Gewoonlijk geeft een hond bloed als dat nodig is, dus u en uw bloeddonor kunnen oproepbaar zijn voor nooddonaties in uw plaatselijke dierenziekenhuis dat bloedtransfusies uitvoert. Elk ziekenhuis dat hondenbloed gebruikt, heeft zijn eigen programmavereisten en kan de donoren zelfs belonen met tegoeden op hun veterinaire ziekenhuisaccount.
De andere optie is om bloed te doneren aan een hondenbloedbank. Er zijn een paar non-profit bloedbanken in het land die bloed verkopen aan dierenartsen. Deze bloedbanken zijn vooral belangrijk voor honden die meer dan één transfusie nodig hebben.
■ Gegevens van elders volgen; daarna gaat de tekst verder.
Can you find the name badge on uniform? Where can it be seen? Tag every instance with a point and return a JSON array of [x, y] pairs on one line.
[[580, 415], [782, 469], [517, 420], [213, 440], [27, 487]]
Aangezien bij de eerste bloedtransfusie elke bloedgroep kan worden gebruikt, maar voor daaropvolgende transfusies kruisbestuiving of een universele donor nodig is, is het belangrijk om te weten welk type bloed een donorhond heeft en dat er verschillende soorten beschikbaar zijn voor deze honden. Bloedbanken typen het bloed dat ze ontvangen om te weten of het bloed het universele donortype DEA 4 of andere specifieke antigenen heeft die sommige honden al dan niet kunnen ontvangen.
Naast volbloed kunnen verpakte rode bloedcellen, verschillende vormen van plasma en cryoprecipitaat worden verzameld om te worden gebruikt. In tegenstelling tot volbloed kunnen deze producten meestal voor langere tijd worden bewaard om ze op een later tijdstip te gebruiken. Als een hond geen volbloed nodig heeft, geen donor beschikbaar is of specifieke stollingsfactoren nodig zijn, kunnen dierenartsen mogelijk plasma, verpakte rode bloedcellen of cryo-precipitaat gebruiken.